A strong idea that is full of drama and conflict becomes a one-note story, in which the writer presents the same conflict between the same characters in largely the same way and with the same tone until the story has lost its punch. The initial conflict is played to its inevitable conclusion. It’s the kind of story that makes inexperienced trusted readers of the draft fumble for what to say. They often question the pace, saying, “It seems slow in the second half.” And, indeed, it does. But the problem isn’t the pace. The problem is a lack of invention. The initial idea isn’t developed with more ideas. There are no surprises, no complications.
If you’re feeling your piece go stale or if readers aren’t responding to it in the way you hoped, step back and evaluate how you’ve developed and complicated the initial idea. How many scenes or how many pages are spent making the same point or eliciting the same response from the reader? Grab some colored markers and underline in a single color all the sentences dedicated to one conflict. If the conflict shifts or if it’s complicated by new information, grab a different marker and keep underlining. When you’ve finished, step back and see the result in living color. Perhaps the problem with your “dull idea” is simply that it hasn’t taken the next step into something larger or deeper.

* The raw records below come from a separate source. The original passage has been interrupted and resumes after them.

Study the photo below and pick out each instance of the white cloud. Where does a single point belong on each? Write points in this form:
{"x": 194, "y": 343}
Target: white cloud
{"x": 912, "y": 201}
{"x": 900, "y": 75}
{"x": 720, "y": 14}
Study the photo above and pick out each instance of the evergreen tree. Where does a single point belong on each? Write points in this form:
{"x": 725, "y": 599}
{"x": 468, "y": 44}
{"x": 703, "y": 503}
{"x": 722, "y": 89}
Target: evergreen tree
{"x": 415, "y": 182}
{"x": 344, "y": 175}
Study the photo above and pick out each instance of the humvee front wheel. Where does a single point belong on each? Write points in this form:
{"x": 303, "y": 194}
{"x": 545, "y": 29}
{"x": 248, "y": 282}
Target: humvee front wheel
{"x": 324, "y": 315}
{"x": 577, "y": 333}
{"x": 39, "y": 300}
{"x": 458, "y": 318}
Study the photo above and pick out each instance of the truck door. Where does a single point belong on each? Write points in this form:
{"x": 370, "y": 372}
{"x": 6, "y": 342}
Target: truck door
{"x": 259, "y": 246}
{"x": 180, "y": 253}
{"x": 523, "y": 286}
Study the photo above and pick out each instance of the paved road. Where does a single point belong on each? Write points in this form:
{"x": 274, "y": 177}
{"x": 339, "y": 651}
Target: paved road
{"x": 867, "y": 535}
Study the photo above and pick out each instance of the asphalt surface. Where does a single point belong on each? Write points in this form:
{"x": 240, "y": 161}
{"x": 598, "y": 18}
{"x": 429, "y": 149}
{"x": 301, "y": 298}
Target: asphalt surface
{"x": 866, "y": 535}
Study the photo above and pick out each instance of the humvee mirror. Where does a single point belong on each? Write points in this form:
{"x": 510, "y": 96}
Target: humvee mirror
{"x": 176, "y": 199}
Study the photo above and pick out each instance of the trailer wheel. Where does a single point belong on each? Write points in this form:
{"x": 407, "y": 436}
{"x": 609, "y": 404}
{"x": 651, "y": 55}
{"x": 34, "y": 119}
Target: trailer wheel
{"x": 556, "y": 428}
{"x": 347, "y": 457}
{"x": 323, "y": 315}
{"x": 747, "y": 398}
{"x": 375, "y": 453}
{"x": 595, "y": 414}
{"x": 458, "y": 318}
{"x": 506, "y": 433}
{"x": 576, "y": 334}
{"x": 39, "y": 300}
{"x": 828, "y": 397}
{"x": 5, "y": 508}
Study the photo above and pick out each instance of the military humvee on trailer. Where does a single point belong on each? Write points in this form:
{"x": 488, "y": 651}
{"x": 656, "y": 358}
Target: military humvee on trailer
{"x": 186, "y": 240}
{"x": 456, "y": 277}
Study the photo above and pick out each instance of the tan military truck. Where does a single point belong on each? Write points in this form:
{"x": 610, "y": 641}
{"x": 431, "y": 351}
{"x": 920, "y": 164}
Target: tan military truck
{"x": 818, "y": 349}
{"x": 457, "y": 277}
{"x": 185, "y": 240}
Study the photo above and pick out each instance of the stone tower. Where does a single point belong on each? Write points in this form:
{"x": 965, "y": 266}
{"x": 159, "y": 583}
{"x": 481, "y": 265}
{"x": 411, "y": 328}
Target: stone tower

It’s time to add ideas. Imagine possibilities. What if our hapless employee has quit her last two jobs, having disliked or failed at them for various reasons? Staying at this job and satisfying the tyrant takes on greater importance. The stakes have been raised. Or what if she’s raising children on her own, or her husband is in law school and she’s the only breadwinner? Her pressures at work spill into her relationships at home, expanding the range of the story. Or what if you gradually show that the boss’s complaints are justified, reversing the reader’s expectations? Or what if she discovers the boss’s marriage is failing or that he’s working through some personal grief? Now there’s a matter of humanity involved, a question of how much sympathy she’ll allow to excuse his behavior. Or what if you changed the relationship between the characters? What if the tyrannical boss is her father? Now we have a new element, a father-daughter theme.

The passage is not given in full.